A normal coronary artery wall has three layers on an IVUS image: high, low, and high echo signals, which are equivalent to endothelium and internal elastic lamina, medial layer, and external elastic lamina, respectively. In contrast, the IVUS image of the proximal LAD in this case was shown to have five layers, with an additional bright echo signal inserted between the internal and external elastic laminae. It must be emphasised that this finding was from an angiographically normal portion and was not accompanied by acoustic shadowing. This subclinical pathological change was thought to be different from the characteristic features of PXE such as calcification of the internal elastic lamina and stenotic lesions. Mendelsohn and colleagues1 reported from three necropsy cases of PXE that the earliest change histologically detectable in peripheral muscular arteries was fragmentation of the internal elastic lamina and occasionally of the external elastic lamina.
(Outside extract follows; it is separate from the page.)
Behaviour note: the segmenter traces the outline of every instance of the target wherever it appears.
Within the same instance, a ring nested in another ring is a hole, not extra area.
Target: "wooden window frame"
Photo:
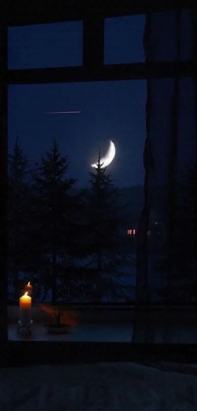
[[[0,365],[27,363],[138,361],[154,360],[197,362],[197,344],[132,344],[9,341],[7,324],[7,88],[12,84],[98,81],[192,76],[196,60],[165,63],[104,64],[104,22],[109,17],[193,8],[197,51],[197,11],[193,0],[100,0],[88,7],[86,0],[32,2],[8,0],[0,17]],[[45,4],[47,4],[47,6]],[[10,26],[83,20],[83,62],[81,67],[8,70],[7,32]],[[97,47],[94,45],[97,45]],[[195,55],[197,56],[196,52]],[[196,84],[197,82],[196,81]],[[197,88],[196,88],[196,92]],[[197,93],[196,93],[196,96]]]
Thus, development of the additional bright echo signal may reflect an earlier stage of coronary artery lesion development.

In summary, we report the first IVUS findings in the coronary artery in a patient with PXE, which showed characteristic findings suggesting a preclinical, early stage of coronary artery involvement in PXE. Many more cases will need to be examined to elucidate the mechanism of onset and development of coronary artery involvement in PXE.